Adding additional aggregation causes 15x performance degradation despite small result set

I have an Elasticsearch query that returns only 107 documents but takes 1.5 seconds to execute. When I remove one specific aggregation (values_brand), the same query completes in 100ms. The brand field only contains 8 unique values (although it is a high cardinality field in general, ~200k unique values) in the result set, so I'm confused why this aggregation is causing such a significant performance impact.

Query:

{
  "track_total_hits": true,
  "size": 100,
  "query": {
    "query_string": {
      "query": "<some query>",
      "default_field": "<some default field>"
    }
  },
  "aggs": {
    "values_retailer": {
      "terms": {
        "size": 5,
        "field": "retailer"
      }
    },
    "values_brand": {
      "terms": {
        "size": 5,
        "field": "brand"
      }
    },
    "values_subindustry": {
      "terms": {
        "size": 5,
        "field": "subindustry"
      }
    }
  }
}

retailer, brand and subindustry are all mapped to keyword field type. Elasticsearch version is 9.0.3.

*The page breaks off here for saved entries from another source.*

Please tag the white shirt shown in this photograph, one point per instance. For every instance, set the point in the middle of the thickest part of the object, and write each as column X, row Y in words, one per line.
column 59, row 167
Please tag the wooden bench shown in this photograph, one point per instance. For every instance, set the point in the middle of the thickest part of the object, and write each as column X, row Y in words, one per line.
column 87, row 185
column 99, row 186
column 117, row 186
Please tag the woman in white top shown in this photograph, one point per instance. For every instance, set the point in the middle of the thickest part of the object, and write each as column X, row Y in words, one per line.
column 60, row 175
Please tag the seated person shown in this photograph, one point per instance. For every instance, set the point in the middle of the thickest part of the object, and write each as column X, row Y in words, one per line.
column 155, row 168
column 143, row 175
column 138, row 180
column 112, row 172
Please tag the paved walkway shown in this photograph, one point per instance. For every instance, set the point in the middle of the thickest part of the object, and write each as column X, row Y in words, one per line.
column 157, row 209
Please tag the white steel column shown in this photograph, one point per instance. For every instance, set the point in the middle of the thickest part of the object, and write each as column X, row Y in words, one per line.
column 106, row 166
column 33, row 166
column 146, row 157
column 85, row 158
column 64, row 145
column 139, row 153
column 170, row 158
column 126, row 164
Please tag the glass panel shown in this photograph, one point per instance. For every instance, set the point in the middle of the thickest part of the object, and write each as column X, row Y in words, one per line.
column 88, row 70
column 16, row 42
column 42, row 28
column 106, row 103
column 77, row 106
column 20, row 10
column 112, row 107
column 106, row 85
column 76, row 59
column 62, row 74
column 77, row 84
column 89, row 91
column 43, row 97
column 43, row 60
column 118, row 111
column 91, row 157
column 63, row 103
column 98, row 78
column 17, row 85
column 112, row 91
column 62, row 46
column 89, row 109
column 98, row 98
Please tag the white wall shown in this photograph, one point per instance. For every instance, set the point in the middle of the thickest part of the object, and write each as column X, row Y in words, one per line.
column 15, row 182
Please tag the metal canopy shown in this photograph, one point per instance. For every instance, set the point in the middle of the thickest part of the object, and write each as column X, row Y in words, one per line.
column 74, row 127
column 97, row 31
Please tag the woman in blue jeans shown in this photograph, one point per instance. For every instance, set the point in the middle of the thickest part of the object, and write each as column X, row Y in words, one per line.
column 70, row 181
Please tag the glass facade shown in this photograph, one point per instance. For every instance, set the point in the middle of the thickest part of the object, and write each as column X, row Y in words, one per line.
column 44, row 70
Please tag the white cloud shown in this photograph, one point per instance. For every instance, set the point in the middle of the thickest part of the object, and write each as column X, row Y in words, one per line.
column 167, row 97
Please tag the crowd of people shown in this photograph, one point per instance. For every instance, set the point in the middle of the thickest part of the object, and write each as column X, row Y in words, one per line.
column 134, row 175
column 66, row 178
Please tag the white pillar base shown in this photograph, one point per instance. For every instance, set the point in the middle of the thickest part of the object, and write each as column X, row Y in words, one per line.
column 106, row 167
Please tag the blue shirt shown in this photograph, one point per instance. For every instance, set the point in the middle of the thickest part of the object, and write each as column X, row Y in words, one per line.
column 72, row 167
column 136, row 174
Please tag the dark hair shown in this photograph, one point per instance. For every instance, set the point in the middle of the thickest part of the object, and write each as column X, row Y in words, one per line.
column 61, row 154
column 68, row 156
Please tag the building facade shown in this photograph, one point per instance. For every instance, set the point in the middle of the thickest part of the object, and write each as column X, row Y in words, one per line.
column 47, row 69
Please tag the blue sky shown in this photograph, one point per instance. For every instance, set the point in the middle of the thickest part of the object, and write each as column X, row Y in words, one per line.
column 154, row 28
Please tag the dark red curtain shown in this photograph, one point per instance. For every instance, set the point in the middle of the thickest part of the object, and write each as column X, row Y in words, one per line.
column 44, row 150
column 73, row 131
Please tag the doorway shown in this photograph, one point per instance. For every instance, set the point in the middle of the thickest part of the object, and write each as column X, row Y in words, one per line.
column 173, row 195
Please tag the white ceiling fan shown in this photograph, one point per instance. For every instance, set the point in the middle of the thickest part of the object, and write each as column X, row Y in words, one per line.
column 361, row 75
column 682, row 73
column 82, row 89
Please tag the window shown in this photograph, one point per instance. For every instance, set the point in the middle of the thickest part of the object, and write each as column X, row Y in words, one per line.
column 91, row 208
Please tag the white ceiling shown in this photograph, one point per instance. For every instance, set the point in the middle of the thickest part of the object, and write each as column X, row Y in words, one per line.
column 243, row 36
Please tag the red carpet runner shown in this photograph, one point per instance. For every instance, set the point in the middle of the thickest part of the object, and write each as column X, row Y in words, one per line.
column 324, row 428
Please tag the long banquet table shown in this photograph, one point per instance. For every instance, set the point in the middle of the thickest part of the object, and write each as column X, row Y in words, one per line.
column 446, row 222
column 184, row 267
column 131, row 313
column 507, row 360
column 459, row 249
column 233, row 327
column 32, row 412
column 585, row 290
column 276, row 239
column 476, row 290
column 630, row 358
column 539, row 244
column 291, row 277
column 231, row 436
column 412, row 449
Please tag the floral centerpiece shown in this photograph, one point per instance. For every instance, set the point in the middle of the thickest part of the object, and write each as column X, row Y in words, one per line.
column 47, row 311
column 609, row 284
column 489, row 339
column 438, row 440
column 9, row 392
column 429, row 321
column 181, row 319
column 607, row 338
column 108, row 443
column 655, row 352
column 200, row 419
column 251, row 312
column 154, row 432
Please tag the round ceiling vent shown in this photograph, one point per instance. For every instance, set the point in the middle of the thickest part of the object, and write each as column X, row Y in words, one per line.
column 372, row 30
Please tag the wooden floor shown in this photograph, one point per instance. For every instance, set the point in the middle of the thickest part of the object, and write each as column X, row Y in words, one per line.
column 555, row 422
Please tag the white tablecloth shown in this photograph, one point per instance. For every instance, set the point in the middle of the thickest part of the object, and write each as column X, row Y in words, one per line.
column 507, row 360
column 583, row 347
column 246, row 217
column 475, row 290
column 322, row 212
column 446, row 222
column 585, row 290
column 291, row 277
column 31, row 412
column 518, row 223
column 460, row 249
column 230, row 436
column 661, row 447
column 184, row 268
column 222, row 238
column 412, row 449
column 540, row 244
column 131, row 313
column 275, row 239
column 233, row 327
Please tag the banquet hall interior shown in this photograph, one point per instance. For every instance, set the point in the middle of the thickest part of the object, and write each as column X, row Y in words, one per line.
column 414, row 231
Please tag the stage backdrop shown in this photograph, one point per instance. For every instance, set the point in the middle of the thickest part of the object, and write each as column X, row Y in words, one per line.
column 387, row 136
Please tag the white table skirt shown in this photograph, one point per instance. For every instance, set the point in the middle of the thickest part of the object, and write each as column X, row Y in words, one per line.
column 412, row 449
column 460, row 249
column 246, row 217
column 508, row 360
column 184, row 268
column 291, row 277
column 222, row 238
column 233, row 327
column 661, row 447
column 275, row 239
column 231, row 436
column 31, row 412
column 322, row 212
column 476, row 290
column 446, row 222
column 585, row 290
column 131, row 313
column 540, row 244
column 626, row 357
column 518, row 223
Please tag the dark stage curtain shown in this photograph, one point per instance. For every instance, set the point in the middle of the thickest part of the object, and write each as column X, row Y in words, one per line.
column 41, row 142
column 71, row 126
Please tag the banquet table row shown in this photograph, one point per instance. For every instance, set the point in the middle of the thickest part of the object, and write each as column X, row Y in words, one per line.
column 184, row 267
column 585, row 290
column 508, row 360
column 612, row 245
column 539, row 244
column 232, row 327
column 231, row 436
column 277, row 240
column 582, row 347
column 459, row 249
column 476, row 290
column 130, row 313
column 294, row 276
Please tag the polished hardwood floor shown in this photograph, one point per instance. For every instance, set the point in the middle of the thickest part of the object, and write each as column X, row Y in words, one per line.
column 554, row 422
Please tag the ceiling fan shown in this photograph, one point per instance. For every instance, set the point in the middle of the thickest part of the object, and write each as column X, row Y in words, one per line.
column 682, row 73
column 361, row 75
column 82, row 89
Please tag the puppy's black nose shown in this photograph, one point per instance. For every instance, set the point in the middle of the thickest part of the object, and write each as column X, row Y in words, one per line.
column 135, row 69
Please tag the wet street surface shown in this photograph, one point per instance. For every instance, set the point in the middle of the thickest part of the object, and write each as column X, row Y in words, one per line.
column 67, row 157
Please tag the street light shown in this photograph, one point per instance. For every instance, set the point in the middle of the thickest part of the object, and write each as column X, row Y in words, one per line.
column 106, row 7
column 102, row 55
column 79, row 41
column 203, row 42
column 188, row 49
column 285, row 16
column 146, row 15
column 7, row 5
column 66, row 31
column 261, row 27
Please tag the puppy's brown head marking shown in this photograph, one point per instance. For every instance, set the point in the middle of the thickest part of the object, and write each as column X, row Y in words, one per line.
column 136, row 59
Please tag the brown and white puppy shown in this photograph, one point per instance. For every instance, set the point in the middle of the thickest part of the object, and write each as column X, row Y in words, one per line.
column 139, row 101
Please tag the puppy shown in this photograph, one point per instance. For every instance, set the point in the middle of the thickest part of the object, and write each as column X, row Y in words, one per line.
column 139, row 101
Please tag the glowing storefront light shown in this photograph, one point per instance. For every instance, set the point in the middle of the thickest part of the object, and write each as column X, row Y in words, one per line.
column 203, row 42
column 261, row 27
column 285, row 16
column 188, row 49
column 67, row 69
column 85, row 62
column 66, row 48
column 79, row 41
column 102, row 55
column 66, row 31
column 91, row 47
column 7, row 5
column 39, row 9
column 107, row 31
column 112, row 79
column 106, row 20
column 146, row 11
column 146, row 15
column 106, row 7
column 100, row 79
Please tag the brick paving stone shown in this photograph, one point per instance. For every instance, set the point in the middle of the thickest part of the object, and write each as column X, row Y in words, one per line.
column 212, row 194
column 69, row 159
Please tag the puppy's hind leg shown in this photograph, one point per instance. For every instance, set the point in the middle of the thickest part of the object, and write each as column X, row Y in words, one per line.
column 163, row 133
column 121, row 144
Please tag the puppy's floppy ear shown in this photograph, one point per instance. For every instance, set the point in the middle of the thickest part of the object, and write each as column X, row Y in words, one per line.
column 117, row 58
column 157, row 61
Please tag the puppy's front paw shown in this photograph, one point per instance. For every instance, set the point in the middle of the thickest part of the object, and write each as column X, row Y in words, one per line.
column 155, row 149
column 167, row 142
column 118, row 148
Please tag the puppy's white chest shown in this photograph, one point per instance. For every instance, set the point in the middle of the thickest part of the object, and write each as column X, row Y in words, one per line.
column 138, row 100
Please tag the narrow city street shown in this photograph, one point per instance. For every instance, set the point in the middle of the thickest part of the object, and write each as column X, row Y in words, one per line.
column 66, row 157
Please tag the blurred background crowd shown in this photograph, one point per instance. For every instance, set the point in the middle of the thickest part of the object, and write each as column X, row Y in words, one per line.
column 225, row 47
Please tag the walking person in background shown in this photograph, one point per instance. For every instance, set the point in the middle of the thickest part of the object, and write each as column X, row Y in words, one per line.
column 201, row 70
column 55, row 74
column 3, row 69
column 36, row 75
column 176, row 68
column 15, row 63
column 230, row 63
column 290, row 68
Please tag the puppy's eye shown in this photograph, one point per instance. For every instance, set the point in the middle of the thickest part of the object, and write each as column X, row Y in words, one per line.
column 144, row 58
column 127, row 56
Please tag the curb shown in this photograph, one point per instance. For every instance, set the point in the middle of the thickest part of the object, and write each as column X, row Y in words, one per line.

I have also noticed that if I add "execution_hint": "map" to values_brand aggregation, the speed is greatly improved. However, only for the cases with a handful search results.

Hi @mmiliauskas,

Welcome to the community! Have you run the query through the Search profiler to confirm which clauses are taking the most time?

1 Like

I can only get the output from the profiler if it is helpful:

{
    "type": "GlobalOrdinalsStringTermsAggregator",
    "description": "values_brand",
    "time_in_nanos": 2267874863,
    "breakdown": {
        "reduce": 0,
        "build_aggregation_count": 1,
        "post_collection": 404,
        "reduce_count": 0,
        "initialize_count": 1,
        "collect_count": 638,
        "post_collection_count": 1,
        "build_leaf_collector": 2262322739,
        "build_aggregation": 4493671,
        "build_leaf_collector_count": 935,
        "initialize": 498,
        "collect": 1057551
    },
    "debug": {
        "segments_with_multi_valued_ords": 0,
        "collection_strategy": "dense",
        "segments_with_single_valued_ords": 935,
        "total_buckets": 183121,
        "built_buckets": 1,
        "result_strategy": "terms",
        "has_filter": false
    }
}

Ok, what about the Kibana query profiler as shown in the screenshot in the documentation?